Orang-orang Inggris yang menjadi korban kawin paksa di luar negeri dilaporkan telah dipungut biaya oleh Kementrian Luar Negeri untuk mengganti ongkos yang dipakai untuk membebaskan mereka.
Kasus ini terungkap lewat penyelidikan yang dilakukan Times, yang menemukan bahwa para korban yang tidak mampu mengganti biaya penerbangan, makanan dan penampungan, diperintahkan untuk mengisi formulir skema pinjaman.
Para anggota parlemen mengecam praktik itu sebagai sesuatu yang 'mengguncangkan' dan 'tidak bermoral'.
Menteri Luar Negeri Jeremy Hunt mengatakan masalah ini harus diselidiki dan semua pejabat Inggris di luar negeri harus bertindak dengan 'belas kasih dan kemanusiaan'.
Menurut laporan Times, para korban kawin paksa Inggris yang meminta bantuan ke luar negeri mendapat pemberitahuan tentang keharusan penggantian biaya tersebut.
Pejabat Kementrian Luar Negeri Inggris akan membantu mereka mengakses dana mereka sendiri, dan menghubungi teman, keluarga atau organisasi yang dapat membantu mereka.
Tetapi jika mereka tidak bisa mengumpulkan uang itru, mereka diminta untuk menandatangani perjanjian pinjaman darurat sebelum kembali ke Inggris.

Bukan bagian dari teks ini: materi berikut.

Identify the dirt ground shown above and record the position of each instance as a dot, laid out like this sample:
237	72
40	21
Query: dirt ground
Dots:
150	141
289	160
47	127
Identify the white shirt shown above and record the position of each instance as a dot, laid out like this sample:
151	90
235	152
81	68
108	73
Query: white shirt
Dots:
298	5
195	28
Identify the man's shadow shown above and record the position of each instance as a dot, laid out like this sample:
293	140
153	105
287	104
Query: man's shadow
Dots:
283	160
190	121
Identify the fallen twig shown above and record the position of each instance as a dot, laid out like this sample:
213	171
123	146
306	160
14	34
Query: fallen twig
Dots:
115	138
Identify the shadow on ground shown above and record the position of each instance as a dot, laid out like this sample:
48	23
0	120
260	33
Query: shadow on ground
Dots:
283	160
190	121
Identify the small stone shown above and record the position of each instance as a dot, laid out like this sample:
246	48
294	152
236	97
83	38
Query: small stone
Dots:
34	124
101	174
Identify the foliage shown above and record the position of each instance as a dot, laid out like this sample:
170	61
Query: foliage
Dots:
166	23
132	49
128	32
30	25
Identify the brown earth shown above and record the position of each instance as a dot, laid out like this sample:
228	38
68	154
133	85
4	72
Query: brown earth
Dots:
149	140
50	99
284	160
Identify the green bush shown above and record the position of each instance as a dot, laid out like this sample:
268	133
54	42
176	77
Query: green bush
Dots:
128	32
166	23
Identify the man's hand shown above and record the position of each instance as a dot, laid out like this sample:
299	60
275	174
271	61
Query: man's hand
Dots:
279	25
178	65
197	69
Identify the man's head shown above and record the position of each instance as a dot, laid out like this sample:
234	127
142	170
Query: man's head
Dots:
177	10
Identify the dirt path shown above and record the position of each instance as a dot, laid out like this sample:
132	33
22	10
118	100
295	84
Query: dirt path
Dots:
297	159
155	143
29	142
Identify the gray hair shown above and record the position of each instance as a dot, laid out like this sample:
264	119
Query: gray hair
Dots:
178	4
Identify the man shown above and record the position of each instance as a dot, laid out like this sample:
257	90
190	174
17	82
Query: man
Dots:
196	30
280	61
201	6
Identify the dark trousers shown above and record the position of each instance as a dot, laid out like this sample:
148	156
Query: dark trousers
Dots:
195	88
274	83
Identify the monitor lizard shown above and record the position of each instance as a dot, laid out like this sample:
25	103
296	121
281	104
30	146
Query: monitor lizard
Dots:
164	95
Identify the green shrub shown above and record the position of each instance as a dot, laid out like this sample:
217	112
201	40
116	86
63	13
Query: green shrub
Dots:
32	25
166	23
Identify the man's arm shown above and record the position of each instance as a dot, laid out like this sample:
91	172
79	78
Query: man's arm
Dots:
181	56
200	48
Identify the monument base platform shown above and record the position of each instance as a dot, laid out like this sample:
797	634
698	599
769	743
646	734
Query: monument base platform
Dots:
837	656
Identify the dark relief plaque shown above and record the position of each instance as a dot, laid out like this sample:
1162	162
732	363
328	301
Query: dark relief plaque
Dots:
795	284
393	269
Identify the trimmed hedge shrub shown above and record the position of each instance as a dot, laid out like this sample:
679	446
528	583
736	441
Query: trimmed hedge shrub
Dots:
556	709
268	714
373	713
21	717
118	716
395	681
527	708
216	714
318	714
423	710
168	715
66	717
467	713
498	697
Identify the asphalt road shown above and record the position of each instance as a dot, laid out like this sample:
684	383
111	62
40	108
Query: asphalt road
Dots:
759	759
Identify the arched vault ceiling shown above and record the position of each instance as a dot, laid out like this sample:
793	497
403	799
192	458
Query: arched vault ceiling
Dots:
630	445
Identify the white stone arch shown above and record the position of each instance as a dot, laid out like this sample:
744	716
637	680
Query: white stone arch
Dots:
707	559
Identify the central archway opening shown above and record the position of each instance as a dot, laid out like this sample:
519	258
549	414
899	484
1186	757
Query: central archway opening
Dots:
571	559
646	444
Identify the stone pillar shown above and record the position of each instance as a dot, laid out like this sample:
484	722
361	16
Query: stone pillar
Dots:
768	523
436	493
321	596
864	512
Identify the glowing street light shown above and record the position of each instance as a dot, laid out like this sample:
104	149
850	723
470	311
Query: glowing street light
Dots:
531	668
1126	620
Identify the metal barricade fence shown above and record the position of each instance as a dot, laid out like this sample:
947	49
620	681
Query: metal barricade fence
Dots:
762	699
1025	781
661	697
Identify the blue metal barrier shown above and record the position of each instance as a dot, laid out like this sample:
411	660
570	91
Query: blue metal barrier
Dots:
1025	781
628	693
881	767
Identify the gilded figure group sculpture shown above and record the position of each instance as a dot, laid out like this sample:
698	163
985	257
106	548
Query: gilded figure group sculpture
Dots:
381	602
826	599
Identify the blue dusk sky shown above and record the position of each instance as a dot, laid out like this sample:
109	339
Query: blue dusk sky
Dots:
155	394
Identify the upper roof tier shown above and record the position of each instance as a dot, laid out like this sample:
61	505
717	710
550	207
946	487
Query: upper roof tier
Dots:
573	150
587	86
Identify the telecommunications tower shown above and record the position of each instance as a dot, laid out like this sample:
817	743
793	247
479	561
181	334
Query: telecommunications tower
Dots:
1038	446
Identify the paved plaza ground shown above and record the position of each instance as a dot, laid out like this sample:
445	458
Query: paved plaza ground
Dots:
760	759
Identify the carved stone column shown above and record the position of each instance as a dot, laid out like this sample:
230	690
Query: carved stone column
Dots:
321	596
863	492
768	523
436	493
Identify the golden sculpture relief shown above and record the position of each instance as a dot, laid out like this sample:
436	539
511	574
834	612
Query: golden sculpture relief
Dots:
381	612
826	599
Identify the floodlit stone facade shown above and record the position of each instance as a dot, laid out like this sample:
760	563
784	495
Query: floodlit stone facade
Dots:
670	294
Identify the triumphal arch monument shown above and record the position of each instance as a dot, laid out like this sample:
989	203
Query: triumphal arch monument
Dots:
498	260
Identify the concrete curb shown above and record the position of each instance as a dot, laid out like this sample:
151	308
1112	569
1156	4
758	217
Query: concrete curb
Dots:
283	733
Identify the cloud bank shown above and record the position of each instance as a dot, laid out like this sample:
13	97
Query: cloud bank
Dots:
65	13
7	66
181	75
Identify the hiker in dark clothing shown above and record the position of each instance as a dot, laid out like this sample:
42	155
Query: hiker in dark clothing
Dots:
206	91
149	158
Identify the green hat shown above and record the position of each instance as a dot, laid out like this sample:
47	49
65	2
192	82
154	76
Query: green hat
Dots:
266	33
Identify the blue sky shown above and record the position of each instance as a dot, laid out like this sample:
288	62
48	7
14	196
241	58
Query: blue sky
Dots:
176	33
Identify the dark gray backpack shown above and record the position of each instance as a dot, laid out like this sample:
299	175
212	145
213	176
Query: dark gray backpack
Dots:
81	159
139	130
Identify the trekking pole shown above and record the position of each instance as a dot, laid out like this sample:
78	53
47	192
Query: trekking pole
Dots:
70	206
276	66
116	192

Times mengonfirmasi bahwa antara tahun 2016 dan 2017 ada 82 orang yang dipulangkan dengan bantuan lembaga pemerintah yang menangani kawin paksa, Forced Marriage Unit dan 12 orang di antaranya dikenakan skema pinjaman itu.
Selain itu lewat Freedom of Information,Times juga mengungkap adanya skema pinjaman dari Kementrian Luar Negeri sebesar £7.765 (Rp140 juta) kepada setidaknya delapan korban kawin paksa dalam dua tahun terakhir.
Sekitar £3.000 (Rp54 juta) telah dilunasi, tetapi sisanya sebesar £4.500 (Rp81 juta) masih belum dilunasi.